Netflix Engineer’s Life Is A Case Of The Extra 40ms

6 min


The Netflix app works on hundreds of smart TVs, streaming remotes and Pay TV boxes. A partner engineer helps device manufacturers launch the Netflix app on their devices. In this article, I will address one particularly tricky issue that has blocked device startup in Europe.


How the weirdness began

Towards the end of 2017, I attended a communications conference where they discussed the issue with the Netflix app on a new set-top box. This box was a new Android device with 4K playback based on the Android Open Source Project (AOSP) 5.0 – “Lollipop”. I’ve dealt with multiple devices on Netflix, but this was my first Android TV.

All four market players participated in this conference: a large European pay TV company (operator), this company launched the device; the contractor who integrated the set-top box firmware (integrator); chip manufacturer; I represented Netflix.

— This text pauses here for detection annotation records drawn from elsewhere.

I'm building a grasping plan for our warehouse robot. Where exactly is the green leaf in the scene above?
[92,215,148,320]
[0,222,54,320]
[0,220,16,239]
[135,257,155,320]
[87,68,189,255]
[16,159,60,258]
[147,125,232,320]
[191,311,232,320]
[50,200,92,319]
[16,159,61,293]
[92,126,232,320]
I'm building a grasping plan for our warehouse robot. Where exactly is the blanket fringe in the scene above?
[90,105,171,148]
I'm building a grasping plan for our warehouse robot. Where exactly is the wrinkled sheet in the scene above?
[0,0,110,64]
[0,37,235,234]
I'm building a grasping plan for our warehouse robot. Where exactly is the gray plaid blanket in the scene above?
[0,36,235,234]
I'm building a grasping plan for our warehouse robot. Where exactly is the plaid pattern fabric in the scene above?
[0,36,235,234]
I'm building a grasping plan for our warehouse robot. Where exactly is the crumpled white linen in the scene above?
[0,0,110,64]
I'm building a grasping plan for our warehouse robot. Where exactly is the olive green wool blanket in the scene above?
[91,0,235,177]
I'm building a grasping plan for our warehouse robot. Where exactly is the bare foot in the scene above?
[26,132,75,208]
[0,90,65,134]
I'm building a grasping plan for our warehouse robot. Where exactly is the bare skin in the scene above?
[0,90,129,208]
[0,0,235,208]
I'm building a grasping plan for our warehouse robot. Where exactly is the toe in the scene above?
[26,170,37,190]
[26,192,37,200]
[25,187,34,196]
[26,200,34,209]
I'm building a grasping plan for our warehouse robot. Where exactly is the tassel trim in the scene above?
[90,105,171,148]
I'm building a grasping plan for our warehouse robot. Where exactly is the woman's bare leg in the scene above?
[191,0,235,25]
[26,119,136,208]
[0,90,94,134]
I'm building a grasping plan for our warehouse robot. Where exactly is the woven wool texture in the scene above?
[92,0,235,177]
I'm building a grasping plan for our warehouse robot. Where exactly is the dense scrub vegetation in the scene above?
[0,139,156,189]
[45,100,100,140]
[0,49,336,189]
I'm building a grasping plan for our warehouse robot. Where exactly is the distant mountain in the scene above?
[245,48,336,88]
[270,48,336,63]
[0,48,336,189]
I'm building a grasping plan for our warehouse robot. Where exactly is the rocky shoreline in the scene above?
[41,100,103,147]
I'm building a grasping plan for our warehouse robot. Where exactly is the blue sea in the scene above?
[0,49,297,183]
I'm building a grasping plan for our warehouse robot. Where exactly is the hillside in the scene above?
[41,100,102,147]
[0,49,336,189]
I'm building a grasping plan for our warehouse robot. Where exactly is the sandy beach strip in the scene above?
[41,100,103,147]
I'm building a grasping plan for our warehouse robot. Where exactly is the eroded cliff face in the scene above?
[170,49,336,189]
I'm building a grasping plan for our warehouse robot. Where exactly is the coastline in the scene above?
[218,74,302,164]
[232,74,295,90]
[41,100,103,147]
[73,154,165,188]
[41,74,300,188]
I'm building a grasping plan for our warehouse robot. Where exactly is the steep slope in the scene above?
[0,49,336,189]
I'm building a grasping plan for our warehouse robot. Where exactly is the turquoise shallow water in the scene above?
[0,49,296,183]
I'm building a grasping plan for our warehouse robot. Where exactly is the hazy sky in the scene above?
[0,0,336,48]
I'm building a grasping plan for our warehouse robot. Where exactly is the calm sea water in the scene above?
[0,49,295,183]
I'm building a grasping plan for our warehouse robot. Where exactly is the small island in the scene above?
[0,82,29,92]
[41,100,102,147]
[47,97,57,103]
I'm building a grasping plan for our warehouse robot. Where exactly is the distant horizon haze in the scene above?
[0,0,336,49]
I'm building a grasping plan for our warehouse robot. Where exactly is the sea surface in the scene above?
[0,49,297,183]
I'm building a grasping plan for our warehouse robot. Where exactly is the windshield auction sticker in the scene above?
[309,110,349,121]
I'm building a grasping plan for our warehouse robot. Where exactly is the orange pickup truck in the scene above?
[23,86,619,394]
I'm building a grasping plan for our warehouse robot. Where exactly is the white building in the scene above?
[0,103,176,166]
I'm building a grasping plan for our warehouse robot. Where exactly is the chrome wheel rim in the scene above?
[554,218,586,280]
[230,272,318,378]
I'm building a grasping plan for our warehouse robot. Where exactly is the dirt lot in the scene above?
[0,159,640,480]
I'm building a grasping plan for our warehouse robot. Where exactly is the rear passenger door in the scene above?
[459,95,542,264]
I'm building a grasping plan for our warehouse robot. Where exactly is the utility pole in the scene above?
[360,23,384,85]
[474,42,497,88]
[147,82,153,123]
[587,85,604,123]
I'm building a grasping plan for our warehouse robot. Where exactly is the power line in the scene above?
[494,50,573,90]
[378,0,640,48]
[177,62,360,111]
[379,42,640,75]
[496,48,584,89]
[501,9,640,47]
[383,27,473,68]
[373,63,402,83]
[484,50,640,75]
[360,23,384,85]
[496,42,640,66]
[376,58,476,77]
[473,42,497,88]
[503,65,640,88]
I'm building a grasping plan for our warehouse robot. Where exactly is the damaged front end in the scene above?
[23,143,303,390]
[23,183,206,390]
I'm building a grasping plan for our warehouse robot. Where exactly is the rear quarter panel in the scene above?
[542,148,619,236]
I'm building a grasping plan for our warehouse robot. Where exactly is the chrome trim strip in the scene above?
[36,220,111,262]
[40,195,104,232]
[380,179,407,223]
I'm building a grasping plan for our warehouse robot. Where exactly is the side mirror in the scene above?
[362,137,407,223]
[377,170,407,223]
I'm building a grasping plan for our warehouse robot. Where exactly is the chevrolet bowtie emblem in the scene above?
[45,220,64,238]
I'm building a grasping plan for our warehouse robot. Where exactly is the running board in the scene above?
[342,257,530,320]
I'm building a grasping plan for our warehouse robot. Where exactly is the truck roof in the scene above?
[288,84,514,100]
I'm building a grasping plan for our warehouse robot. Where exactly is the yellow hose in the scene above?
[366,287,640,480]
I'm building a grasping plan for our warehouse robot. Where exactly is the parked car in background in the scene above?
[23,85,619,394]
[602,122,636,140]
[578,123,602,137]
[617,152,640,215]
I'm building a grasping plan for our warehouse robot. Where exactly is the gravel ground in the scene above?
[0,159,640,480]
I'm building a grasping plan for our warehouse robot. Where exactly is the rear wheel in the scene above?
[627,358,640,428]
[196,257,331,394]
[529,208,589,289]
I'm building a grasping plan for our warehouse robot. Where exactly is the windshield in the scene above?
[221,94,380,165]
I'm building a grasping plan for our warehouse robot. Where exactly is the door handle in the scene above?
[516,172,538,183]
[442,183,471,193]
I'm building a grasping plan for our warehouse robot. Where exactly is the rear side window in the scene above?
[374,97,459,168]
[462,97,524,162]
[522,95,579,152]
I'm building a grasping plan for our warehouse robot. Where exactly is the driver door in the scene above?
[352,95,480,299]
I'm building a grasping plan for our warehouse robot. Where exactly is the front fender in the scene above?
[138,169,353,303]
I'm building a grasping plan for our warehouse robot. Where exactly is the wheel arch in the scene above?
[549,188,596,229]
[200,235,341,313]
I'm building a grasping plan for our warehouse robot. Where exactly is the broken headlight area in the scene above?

The integrator and Netflix have already completed strict Netflix certification, but during an internal test of the operator of the TV channels, one of the company’s executives spoke about a serious problem: Netflix playback on his device was interrupted, that is, the video was played for a very short time, then it stopped, played and again interrupted. This did not always happen, but, as a rule, a few days after turning on the device. The bug looked terrible in the video shown.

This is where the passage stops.